Discarded wooden pallets turned into household items

Discarded wooden pallets turned into household items

                             Marini with a coffee table and benches made of wooden pallets at her home in Seremban.

WOODEN pallets discarded outside warehouses are a common sight and no one would think of its benefit.

But in the eyes of Marini Mohammad, these humble pallets can be turned into fabulous furniture pieces, which she did and transformed her home.

She collected close to a 100 pallets and converted the timber with its natural grain patterns into household furniture.

The Seremban home of Marini, who is an environmental health officer with Petaling Jaya City Council’s (MBPJ) Solid Waste Management and Public Cleaning Department, is furnished with reclaimed timber. 

“Wooden pallets are available and often can be sourced for free. It’s simple to work with and has beautiful wood grain. Disassembled wood pallets can bemade into any size furniture. With an old aluminium sink still in good condition, I have built a cabinet around it using the wood. Friends who come over love the simple design,” she said.

                                          A cosy table with two chairs. 

She added that with a little creative effort, she had made furniture to fit all nooks and corners in her house, including under the stairs.

Marini, 32, said she has made coffee tables, television cabinets, tables, book shelves, double-seater sofa sets, and even bar stools with the pallets.

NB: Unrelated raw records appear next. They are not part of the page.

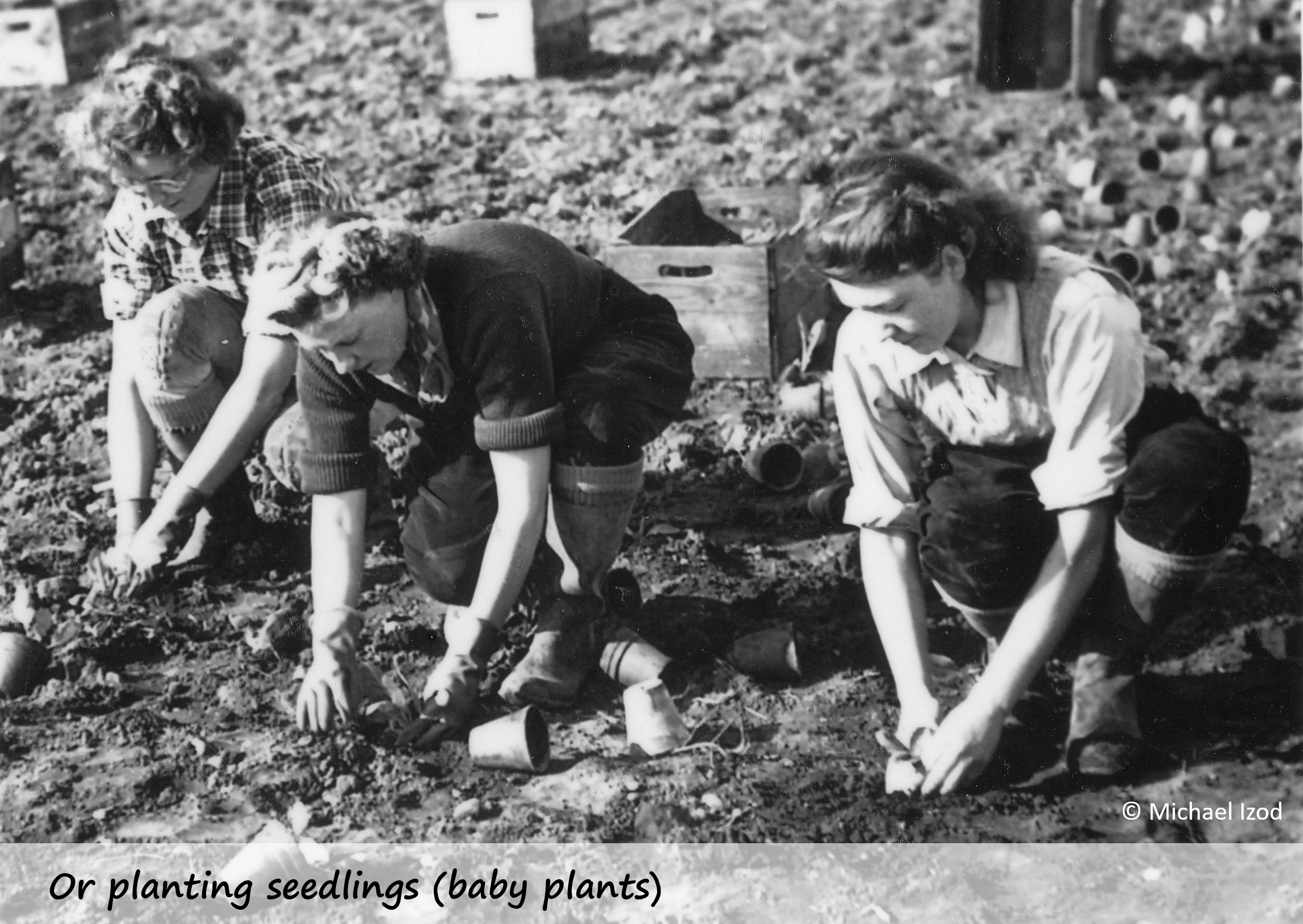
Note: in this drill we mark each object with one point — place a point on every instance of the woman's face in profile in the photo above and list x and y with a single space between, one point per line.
369 336
168 181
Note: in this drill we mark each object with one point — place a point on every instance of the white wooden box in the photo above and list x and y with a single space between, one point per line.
58 43
515 38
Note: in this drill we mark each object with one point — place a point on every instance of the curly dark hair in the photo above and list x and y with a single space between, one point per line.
302 271
893 213
151 102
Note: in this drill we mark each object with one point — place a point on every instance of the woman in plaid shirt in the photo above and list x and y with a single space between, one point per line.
197 193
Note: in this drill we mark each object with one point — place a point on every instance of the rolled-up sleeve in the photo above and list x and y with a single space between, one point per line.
881 443
1094 355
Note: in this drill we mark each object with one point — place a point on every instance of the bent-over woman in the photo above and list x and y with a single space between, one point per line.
530 378
1011 441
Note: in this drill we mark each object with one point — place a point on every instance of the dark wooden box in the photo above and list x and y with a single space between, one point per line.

“Once a furniture piece is completed, I feel happy and it’s a sense of achievement. It is more than just sorting out newspapers or plastic for recycling. I call this process up-cycling as I get to bring the discarded waste materials into the home and give it a new lease of life,” she said with passion.

Marini added that it would have cost a few thousand ringgit using new timber and materials from a hardware shop but all furniture at her home costs her less than RM300, mainly for transporting the wood pallet.

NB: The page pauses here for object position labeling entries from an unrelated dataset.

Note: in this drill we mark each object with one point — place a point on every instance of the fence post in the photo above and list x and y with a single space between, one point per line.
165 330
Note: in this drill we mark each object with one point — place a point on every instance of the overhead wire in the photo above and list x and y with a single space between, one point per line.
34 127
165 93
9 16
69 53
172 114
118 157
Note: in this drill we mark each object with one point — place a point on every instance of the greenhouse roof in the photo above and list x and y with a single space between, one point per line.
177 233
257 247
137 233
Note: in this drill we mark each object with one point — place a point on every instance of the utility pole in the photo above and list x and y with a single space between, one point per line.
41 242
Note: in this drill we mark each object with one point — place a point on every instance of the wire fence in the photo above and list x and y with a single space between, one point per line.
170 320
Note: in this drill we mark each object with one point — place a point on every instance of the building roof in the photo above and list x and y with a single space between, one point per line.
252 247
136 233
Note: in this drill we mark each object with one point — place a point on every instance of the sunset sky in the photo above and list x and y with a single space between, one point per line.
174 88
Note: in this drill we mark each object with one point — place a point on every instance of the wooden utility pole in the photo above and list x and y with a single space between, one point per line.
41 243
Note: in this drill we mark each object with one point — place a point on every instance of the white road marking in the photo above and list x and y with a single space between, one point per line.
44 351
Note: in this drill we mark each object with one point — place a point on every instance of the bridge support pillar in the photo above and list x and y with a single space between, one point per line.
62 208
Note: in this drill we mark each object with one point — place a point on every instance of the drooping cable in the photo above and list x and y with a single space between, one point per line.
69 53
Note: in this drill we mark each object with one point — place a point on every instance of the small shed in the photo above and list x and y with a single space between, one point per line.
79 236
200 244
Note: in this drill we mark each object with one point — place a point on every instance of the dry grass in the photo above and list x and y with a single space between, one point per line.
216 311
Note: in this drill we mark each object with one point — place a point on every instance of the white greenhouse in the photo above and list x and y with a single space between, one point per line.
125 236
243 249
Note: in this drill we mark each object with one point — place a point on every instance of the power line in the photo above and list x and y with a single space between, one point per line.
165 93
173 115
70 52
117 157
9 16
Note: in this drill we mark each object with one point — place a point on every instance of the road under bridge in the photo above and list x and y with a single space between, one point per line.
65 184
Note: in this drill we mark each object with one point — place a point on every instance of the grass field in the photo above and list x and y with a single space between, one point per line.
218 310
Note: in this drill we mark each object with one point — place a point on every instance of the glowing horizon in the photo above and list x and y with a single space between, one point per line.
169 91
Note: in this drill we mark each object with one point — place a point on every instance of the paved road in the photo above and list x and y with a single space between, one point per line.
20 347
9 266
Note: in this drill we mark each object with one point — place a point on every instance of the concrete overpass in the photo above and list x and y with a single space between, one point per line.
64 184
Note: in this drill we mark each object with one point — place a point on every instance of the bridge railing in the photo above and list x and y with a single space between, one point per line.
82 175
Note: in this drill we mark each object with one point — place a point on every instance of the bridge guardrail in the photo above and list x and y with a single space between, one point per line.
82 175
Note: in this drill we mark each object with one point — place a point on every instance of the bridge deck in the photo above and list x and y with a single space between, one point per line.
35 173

“Most of the neighbours and relatives love the natural texture that exudes a modern rustic look. At times, I give it a twist by adding a touch of colour. For me it’s a drive towards sustainable living, sparing the landfills and saving cash in these tough economic times,” she said.

Other than furniture, Marini also turns old buntings into rain coats.

                                A unique looking television cabinet. 

Solid Waste Management and Public Cleaning Department director Lee Lih Shyan, who is Marini’s boss, said he was proud of her green efforts in reusing waste.

“Our department is thinking of getting Marini to share her natural carpentry skills to educate people in Petaling Jaya to make their own furniture from discarded wood pallets. We must understand that furnishing a house or apartment is expensive, but if people can put in some time and effort to turn wooden pallets into beds or chairs, it will cut down on expenditure,” said Lee.

MBPJ councillor Peter Chong said it was time to get people to see eco-friendly pallet furniture as a contemporary design for the home and involve people in workshops to guide them in making the furniture.

“Sometimes we need to guide people to create furniture from reclaimed wood. MBPJ must hold such workshops to build
the trend that is chic and adds character to the home.

“Lee has told me that MBPJ plans to have a workshop soon in Taman Jaya where residents will be taught how to make simple chairs,” he said.

                                                              Wooden pallets are used to create a small cup – board to store items under the stairs. 

Chong added that it was crucial for people to start reusing wood pallets to reduce carbon footprint because of space constraints at the landfill and the serious issue of global warming.

During the PJ Waste Summit, residents were able to view wood pallet furniture made by Marini at the PJ Civic Centre off Jalan Yong Shook Lin.